I've created a little sample powershell script that reproduces the problem. Here's the snippet:
$ScriptBlock = {
function Test([string]$VisualStudioVersion)
{
$VisualStudioVersion # This always displays 12, instead of 12.0
$Host.UI.RawUI.ReadKey()
}
}
# Run the script block's function.
Start-Process -FilePath PowerShell -ArgumentList "-Command & {$ScriptBlock Test(""12.0"")}"
Here I've hardcoded "12.0", but in practice I want to pass in a variable.
Any ideas on what I'm doing wrong?
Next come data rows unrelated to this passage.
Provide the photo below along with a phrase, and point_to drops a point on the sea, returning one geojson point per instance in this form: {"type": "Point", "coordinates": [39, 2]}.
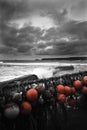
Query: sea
{"type": "Point", "coordinates": [11, 70]}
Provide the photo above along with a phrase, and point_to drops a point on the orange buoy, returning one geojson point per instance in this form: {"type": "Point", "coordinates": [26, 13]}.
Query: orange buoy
{"type": "Point", "coordinates": [67, 90]}
{"type": "Point", "coordinates": [61, 98]}
{"type": "Point", "coordinates": [85, 79]}
{"type": "Point", "coordinates": [77, 84]}
{"type": "Point", "coordinates": [26, 108]}
{"type": "Point", "coordinates": [11, 111]}
{"type": "Point", "coordinates": [71, 102]}
{"type": "Point", "coordinates": [60, 89]}
{"type": "Point", "coordinates": [73, 90]}
{"type": "Point", "coordinates": [84, 90]}
{"type": "Point", "coordinates": [32, 94]}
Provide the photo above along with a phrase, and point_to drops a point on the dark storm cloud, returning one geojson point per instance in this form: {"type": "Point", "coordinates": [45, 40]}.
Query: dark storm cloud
{"type": "Point", "coordinates": [76, 29]}
{"type": "Point", "coordinates": [67, 15]}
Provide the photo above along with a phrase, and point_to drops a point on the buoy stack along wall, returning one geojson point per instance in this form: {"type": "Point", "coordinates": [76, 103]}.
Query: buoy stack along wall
{"type": "Point", "coordinates": [60, 94]}
{"type": "Point", "coordinates": [84, 89]}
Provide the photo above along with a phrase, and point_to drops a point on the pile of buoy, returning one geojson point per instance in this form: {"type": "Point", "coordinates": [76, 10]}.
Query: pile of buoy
{"type": "Point", "coordinates": [60, 94]}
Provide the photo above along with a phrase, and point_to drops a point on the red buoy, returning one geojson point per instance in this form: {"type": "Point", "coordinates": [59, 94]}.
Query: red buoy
{"type": "Point", "coordinates": [72, 102]}
{"type": "Point", "coordinates": [60, 89]}
{"type": "Point", "coordinates": [85, 80]}
{"type": "Point", "coordinates": [26, 108]}
{"type": "Point", "coordinates": [61, 98]}
{"type": "Point", "coordinates": [73, 90]}
{"type": "Point", "coordinates": [67, 90]}
{"type": "Point", "coordinates": [32, 94]}
{"type": "Point", "coordinates": [77, 84]}
{"type": "Point", "coordinates": [84, 90]}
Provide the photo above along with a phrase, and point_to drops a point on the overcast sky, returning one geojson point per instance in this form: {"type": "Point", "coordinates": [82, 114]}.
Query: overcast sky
{"type": "Point", "coordinates": [34, 28]}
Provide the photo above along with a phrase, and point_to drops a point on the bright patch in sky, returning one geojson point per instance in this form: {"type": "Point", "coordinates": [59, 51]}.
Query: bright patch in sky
{"type": "Point", "coordinates": [36, 21]}
{"type": "Point", "coordinates": [42, 22]}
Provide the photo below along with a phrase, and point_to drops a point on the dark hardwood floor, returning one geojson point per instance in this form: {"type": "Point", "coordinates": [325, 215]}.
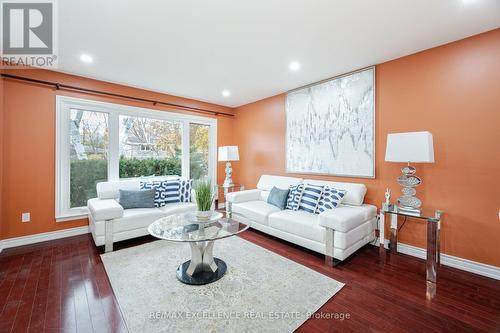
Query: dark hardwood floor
{"type": "Point", "coordinates": [61, 286]}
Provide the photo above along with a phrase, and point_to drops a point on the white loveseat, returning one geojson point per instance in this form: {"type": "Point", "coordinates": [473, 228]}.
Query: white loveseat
{"type": "Point", "coordinates": [109, 222]}
{"type": "Point", "coordinates": [336, 233]}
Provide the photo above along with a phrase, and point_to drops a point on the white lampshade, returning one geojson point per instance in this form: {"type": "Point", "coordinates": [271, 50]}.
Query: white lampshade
{"type": "Point", "coordinates": [229, 153]}
{"type": "Point", "coordinates": [414, 147]}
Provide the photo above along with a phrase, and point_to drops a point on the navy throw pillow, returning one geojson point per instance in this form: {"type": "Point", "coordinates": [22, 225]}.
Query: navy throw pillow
{"type": "Point", "coordinates": [278, 197]}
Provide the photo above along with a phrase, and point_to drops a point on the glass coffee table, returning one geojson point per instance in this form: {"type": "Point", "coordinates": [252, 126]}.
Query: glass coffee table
{"type": "Point", "coordinates": [203, 267]}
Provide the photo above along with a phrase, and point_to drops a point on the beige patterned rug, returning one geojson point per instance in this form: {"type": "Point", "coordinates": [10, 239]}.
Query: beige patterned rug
{"type": "Point", "coordinates": [261, 291]}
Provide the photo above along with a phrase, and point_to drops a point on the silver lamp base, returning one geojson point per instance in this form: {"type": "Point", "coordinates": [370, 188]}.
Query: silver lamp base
{"type": "Point", "coordinates": [408, 201]}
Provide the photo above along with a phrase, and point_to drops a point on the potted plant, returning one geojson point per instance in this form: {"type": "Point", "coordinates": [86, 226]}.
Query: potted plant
{"type": "Point", "coordinates": [205, 196]}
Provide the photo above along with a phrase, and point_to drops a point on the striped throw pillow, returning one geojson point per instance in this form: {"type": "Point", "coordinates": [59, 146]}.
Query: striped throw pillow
{"type": "Point", "coordinates": [294, 197]}
{"type": "Point", "coordinates": [330, 199]}
{"type": "Point", "coordinates": [167, 191]}
{"type": "Point", "coordinates": [310, 198]}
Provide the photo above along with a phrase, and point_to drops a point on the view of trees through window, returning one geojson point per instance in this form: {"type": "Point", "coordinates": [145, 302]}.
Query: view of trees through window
{"type": "Point", "coordinates": [89, 140]}
{"type": "Point", "coordinates": [147, 147]}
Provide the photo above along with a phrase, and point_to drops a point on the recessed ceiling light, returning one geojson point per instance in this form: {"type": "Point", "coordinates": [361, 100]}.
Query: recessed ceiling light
{"type": "Point", "coordinates": [294, 66]}
{"type": "Point", "coordinates": [86, 58]}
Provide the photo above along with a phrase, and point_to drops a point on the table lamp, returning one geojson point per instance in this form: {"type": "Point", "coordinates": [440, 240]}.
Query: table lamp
{"type": "Point", "coordinates": [415, 147]}
{"type": "Point", "coordinates": [228, 154]}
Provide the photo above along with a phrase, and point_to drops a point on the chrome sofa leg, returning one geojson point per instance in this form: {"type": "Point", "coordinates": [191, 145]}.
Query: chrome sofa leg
{"type": "Point", "coordinates": [108, 235]}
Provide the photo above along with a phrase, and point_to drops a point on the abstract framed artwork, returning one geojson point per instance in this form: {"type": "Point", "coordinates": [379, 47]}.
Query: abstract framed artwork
{"type": "Point", "coordinates": [330, 126]}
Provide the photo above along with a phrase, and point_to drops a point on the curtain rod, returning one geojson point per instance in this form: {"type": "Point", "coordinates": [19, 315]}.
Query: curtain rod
{"type": "Point", "coordinates": [62, 86]}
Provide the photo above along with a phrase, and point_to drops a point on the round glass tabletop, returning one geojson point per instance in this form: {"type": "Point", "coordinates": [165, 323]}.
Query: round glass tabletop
{"type": "Point", "coordinates": [181, 228]}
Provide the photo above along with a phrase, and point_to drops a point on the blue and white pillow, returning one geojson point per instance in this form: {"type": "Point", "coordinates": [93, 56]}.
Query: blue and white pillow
{"type": "Point", "coordinates": [185, 188]}
{"type": "Point", "coordinates": [330, 199]}
{"type": "Point", "coordinates": [167, 191]}
{"type": "Point", "coordinates": [294, 197]}
{"type": "Point", "coordinates": [310, 198]}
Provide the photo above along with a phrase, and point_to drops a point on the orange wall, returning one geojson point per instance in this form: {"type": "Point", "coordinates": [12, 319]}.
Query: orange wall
{"type": "Point", "coordinates": [28, 161]}
{"type": "Point", "coordinates": [453, 91]}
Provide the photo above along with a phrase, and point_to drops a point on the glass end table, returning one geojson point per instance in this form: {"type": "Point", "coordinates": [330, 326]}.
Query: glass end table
{"type": "Point", "coordinates": [203, 268]}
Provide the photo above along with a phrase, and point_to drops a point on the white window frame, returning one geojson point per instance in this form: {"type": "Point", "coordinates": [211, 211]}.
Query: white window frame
{"type": "Point", "coordinates": [64, 104]}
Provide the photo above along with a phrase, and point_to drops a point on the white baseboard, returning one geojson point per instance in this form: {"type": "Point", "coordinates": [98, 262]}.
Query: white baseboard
{"type": "Point", "coordinates": [452, 261]}
{"type": "Point", "coordinates": [46, 236]}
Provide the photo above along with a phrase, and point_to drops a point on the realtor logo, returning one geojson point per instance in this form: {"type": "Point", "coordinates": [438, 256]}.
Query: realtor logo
{"type": "Point", "coordinates": [28, 31]}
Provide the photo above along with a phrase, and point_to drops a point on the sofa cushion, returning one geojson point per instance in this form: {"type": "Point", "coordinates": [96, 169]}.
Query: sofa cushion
{"type": "Point", "coordinates": [299, 223]}
{"type": "Point", "coordinates": [267, 182]}
{"type": "Point", "coordinates": [136, 218]}
{"type": "Point", "coordinates": [106, 209]}
{"type": "Point", "coordinates": [278, 197]}
{"type": "Point", "coordinates": [257, 210]}
{"type": "Point", "coordinates": [355, 192]}
{"type": "Point", "coordinates": [185, 187]}
{"type": "Point", "coordinates": [345, 218]}
{"type": "Point", "coordinates": [137, 199]}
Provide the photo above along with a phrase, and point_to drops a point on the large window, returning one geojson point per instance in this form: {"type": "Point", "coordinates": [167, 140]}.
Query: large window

Thanks in advance.
Ok, after some experimenting the following seems to work correctly:
Start-Process -FilePath PowerShell -ArgumentList "-Command & {$ScriptBlock Test('12.0')}"
and it even works when using a variable:
$version = "12.0"
Start-Process -FilePath PowerShell -ArgumentList "-Command & {$ScriptBlock Test('$version')}"
I'm still not sure why using double quotes causes it to lose the precision and single quotes keeps it, but at least I solved my problem.
Update
So it turns out I'm a dummy and the problem was that I was using C# syntax of Test(""$version"") to call the function, instead of the proper PowerShell syntax Test ""version"". With this change it now works as expected.